July 3, 2013 - EAA today filed a petition with the U.S. Court of Appeals for the Seventh Circuit in Chicago, asking the court to review and provide relief from payments demanded by the Federal Aviation Administration in relation to air traffic control services at EAA AirVenture Oshkosh.
In its petition, EAA asks the court to stop the FAA from augmenting its congressionally approved appropriation through unilaterally imposed fees on aviation events such as AirVenture. EAA maintains the fees were imposed without standard notice and comment procedure from the FAA, making it procedurally improper and unlawful.
"While we understand the FAA's position and the temptation to augment its congressional appropriation, we naturally don't agree since we believe this approach unlawfully circumvents congressional approval and standard due process," said EAA Chairman Jack J. Pelton. "This affects AirVenture and numerous other aviation events throughout the nation in an unauthorized and unjustified manner. That is why we are seeking review, relief, and clarification from the court."
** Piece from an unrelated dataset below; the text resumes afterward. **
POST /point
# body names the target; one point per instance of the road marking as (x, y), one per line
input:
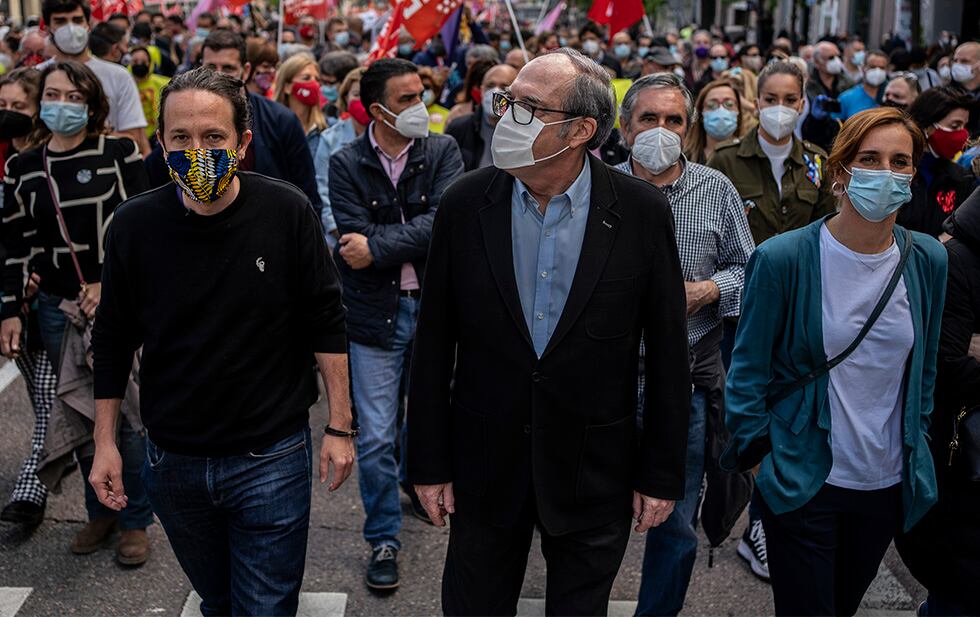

Despite the FAA receiving exclusive authority from Congress in April to internally move funds within the agency's budget specifically for air traffic control services, the FAA told EAA in early May that it would demand a signed contract and payments for air traffic and safety services that had been annually budgeted in the past. Those fees eventually totaled $447,000. Other aviation events throughout the nation were also assessed fees without warning or the standard notice and comment procedure.
As part of the petition, EAA is asking the court to reverse the FAA's decision to seek these payments, as well as the return of fees already paid and other costs incurred.
No Good Options in FAA ATC Demands
AirVenture's importance to GA overriding factor
June 13, 2013 - (http://www.eaa.org/news/2013/2013-06-13_no-good-options-in-FAA-ATC-demands.asp) Facing a spectrum of unpalatable options, EAA today finalized a one-time agreement with the FAA to cover nearly $450,000 in expenses related to air traffic control services at the 2013 EAA AirVenture Oshkosh fly-in, which begins on July 29.
"Let me be clear: We have consistently regarded the FAA's move as holding AirVenture and GA hostage this year," said EAA Chairman Jack Pelton. "There was considerable, detailed thought given over the past month to every option and possible scenario. Ultimately, AirVenture's importance to the entire general aviation economy and community, as well as to EAA's year-round programs, was the overriding factor in our response. AirVenture will go on, and our attendees deserve nothing less than the best air safety and services we can provide.
"As far as we're concerned, this isn't over. We entered this agreement only because there was no other realistic choice to preserve aviation's largest annual gathering. We also look forward to FAA's leadership coming to Oshkosh this year to personally explain their policy to the nation's aviators."
Along with the completed agreement, EAA included a letter stating that it signed the contract under protest. Failure to sign with the FAA would have meant cancelling AirVenture, which would have been catastrophic for EAA's year-round programs. The agreement allows for a partial payment of the $447,000 total bill prior to the event, with the remaining sum to be paid after the FAA has completed its AirVenture duties at Oshkosh.
The FAA's demand for payment in relation to air traffic services, first unexpectedly revealed by the agency in mid-May, left EAA, exhibitors and others in a position where millions of dollars had already been committed to AirVenture 2013. In addition, refusal of FAA services or not meeting the agency's standards would have caused the FAA to void the necessary waivers that are essential for Oshkosh air operations during the event.
The one-time agreement will allow AirVenture to have a full complement of 87 FAA air traffic controllers and supervisors at the event for essential air safety services. Federal budget sequestration, however, will diminish the FAA's presence at Oshkosh this year in areas such as forums and exhibits.
Pelton added that EAA members and other aviation enthusiasts need to be involved to counter FAA's stated policy of expanding these financial demands on the nation's aviation events in future years. EAA maintains that this equates to the imposition of GA user fees without Congressional approval, and 28 U.S. Senators have already signed a bipartisan letter calling the FAA move unacceptable and demanding immediate reversal.
"Our quarrel is not with the hard-working FAA employees who do their jobs at Oshkosh," he said. "We understand that AirVenture and other GA events are pawns in the larger sequestration political standoff, so it's important that we stand together and let those in Congress and the White House know the importance of aviation. We will do that in Oshkosh and we look forward to having those who love the freedom of flight stand with us."